Fernando também ressaltou que o espírito colaborativo do evento reflete uma visão de mundo baseada na convivência e na troca. “Eu entendo muito bem a interdependência. Eu não estou sozinho. Mais do que independente, a gente é interdependente”, disse. Para ele, o espetáculo se transformou naturalmente em uma celebração coletiva, marcando o início de um novo ciclo. “Esse show virou uma festa, uma festa de início de ano”, definiu, ao lembrar que, se no fim do ano a Estação se despede de um ciclo, agora o objetivo é celebrar o que começa. “A gente precisa desse encontro sempre”, concluiu, reforçando o caráter afetivo e simbólico da iniciativa em um momento que, segundo ele, “vai precisar de toda a humanidade”.

Arte com entraves

Sustentar e manter um espaço cultural independente, não é tarefa fácil, segundo Fernando. “A gente tem um custo operacional alto. Às vezes parece pouco, mas 14 mil reais por mês, para um projeto dessa magnitude, é barato no papel e muito pesado na prática, ainda mais sendo independente”, explicou. Segundo ele, apesar de buscar alternativas como a Lei Rouanet e editais de manutenção, a realidade cotidiana ainda exige soluções imediatas. “Só o aluguel ali é 6 mil reais. Então eu tenho que inventar coisas todos os meses para manter a casa aberta”, afirmou, destacando que o evento beneficente ajuda a cobrir grande parte das despesas de janeiro.

Fernando ressaltou que, ao longo de três anos, a Estação construiu um histórico sólido que legitima o diálogo com possíveis patrocinadores. “Foram mais de 400 eventos nesses três anos. A gente já provou a importância da Estação, já tem experiência e comprovação”, disse. Para ele, o apoio ideal vem de parceiros que compartilhem valores. “Eu prefiro um empresário que queira estar junto de um projeto importante, não só para colocar a marca, mas porque entende que isso é importante para ele, para a família dele e para a cidade”, pontuou, ao reforçar que o objetivo vai além da sobrevivência imediata.

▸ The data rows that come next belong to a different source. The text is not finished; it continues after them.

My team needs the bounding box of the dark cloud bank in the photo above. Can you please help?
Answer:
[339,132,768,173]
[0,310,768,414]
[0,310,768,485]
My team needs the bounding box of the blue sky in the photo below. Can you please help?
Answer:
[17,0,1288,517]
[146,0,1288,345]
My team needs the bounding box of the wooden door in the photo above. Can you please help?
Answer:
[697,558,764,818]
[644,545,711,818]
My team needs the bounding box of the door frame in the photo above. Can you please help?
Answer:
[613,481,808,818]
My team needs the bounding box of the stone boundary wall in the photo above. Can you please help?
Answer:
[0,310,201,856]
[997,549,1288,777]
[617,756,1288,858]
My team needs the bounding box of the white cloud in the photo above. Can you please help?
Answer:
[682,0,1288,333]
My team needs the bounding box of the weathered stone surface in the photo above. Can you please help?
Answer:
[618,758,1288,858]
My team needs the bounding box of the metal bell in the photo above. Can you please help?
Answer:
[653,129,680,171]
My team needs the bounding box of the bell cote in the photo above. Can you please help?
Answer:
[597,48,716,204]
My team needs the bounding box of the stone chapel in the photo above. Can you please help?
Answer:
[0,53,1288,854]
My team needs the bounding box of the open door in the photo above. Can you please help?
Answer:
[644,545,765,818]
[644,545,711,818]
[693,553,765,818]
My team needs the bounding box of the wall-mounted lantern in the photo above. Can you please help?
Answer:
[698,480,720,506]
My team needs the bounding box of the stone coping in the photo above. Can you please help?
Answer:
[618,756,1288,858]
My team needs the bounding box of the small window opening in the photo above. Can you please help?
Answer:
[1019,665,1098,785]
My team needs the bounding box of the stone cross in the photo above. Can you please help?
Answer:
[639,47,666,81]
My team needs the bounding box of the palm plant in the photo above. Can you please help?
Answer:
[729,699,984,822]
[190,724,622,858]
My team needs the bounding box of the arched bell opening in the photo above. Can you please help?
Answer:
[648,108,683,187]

Ao projetar o futuro, o diretor deixou claro que a luta é contínua e coletiva. “Meu objetivo sempre foi o mesmo: manter a casa aberta, depois em pleno funcionamento e, por fim, sustentável”, afirmou. Entre os sonhos, estão ampliar a presença do teatro, criar um festival de cenas curtas, fortalecer o cinema de rua, receber mais grupos de dança e estruturar melhor o palco. “Para atingir esse terceiro objetivo, a gente vai ter que lutar bastante ainda. Todos nós”, disse, ao convocar artistas e público.

Serviço: A apresentação ‘Todos os Violões e Vozes do Mundo – Viva a Estação Cultural Teatro do Mundo’ será neste sábado (10), às 19, na Estação Cultural Teatro do Mundo. Mais informações e ingressos podem ser adquiridos por meio das redes sociais da companhia.